Yes, a Home app: Confused about Smart Home? Apple's new app is here, and it lets you connect HomeKit-ready appliances in one convenient place. Unfortunately, I have no HomeKit-ready appliances. And the app didn't start me off in a way that helped me understand what I needed to buy next. So I couldn't test it.

Predictive text: You can type something like "I'm free at," or "Where are you," or "What is Jane's phone number?" and iOS 10 will fill in the missing pieces for you. In theory. For me, it didn't work. I have no idea why. Maybe you'll be luckier.

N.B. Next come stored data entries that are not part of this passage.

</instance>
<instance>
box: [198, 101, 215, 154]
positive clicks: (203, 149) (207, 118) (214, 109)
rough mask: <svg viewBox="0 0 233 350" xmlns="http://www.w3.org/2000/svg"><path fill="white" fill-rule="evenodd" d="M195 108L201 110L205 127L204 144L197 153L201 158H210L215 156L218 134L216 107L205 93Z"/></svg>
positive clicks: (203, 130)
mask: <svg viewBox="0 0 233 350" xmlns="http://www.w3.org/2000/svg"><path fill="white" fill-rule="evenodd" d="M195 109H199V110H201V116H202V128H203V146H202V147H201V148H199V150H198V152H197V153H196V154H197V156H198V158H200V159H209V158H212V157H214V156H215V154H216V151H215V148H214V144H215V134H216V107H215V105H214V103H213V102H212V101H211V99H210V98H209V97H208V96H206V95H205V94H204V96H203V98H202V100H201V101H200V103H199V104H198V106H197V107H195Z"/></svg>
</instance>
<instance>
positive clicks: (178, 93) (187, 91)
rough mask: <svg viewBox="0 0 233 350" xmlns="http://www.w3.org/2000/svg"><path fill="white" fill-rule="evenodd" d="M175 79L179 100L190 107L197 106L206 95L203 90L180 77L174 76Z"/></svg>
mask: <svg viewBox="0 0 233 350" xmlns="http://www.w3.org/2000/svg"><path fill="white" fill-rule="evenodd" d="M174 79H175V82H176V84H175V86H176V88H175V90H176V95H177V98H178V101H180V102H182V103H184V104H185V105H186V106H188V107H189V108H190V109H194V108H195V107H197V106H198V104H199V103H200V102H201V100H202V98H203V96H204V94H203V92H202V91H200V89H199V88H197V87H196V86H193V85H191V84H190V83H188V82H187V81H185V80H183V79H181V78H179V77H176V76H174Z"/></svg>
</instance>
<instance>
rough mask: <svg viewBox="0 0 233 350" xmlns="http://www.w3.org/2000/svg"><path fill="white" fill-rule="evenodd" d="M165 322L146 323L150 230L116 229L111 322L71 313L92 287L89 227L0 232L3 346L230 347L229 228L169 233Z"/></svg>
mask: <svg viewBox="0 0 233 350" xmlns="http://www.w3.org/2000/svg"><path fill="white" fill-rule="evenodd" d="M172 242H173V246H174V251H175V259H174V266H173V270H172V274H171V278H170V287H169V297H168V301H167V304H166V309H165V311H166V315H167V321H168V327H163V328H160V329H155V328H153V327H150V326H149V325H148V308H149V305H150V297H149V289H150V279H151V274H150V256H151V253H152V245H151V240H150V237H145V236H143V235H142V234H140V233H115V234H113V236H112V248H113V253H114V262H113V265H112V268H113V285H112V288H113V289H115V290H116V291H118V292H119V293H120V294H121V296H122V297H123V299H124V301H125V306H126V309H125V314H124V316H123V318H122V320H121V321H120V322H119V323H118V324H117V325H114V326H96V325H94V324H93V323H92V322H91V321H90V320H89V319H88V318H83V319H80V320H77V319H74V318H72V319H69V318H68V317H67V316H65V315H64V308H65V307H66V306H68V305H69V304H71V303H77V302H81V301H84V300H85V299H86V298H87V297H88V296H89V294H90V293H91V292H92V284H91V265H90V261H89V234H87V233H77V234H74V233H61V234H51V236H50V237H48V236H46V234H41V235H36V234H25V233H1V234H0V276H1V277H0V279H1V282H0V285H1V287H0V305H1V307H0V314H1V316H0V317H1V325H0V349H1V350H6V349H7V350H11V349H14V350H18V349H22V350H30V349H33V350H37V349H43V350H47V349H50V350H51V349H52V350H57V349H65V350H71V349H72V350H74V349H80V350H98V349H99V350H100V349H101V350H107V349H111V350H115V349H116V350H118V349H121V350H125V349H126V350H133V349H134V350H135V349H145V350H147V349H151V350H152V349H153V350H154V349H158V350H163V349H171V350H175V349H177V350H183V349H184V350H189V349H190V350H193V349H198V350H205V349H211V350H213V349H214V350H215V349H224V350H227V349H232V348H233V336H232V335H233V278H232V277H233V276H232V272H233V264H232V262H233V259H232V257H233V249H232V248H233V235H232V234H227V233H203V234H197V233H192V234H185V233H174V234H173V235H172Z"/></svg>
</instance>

Redesigned Maps: I actually tried driving using the new design, and the clean look made it easier to see on a dashboard. But the third-party apps that can hook into Maps aren't here yet.

Redesigned News app: I'd say the redesign here is so subtle you might not even notice it. And, you may or may not have even used Apple's News app in the first place. It's a fine news aggregator, but nothing great.

I'd say iOS 10's first beta on the iPhone adds up to some useful additions, but nothing that's hugely groundbreaking. And I started to find all the various sub-features and functions confusing to keep track of, or even to manage.

The biggest improvement it could bring still isn't here: third-party apps that can hook into these new, more open features like Messages, Siri and Maps. Whether apps will step up and make the most of it remains to be seen. There's more to come with iOS 10, of course: this is just the first dip in the pond. The full feature set is still not fully available to use.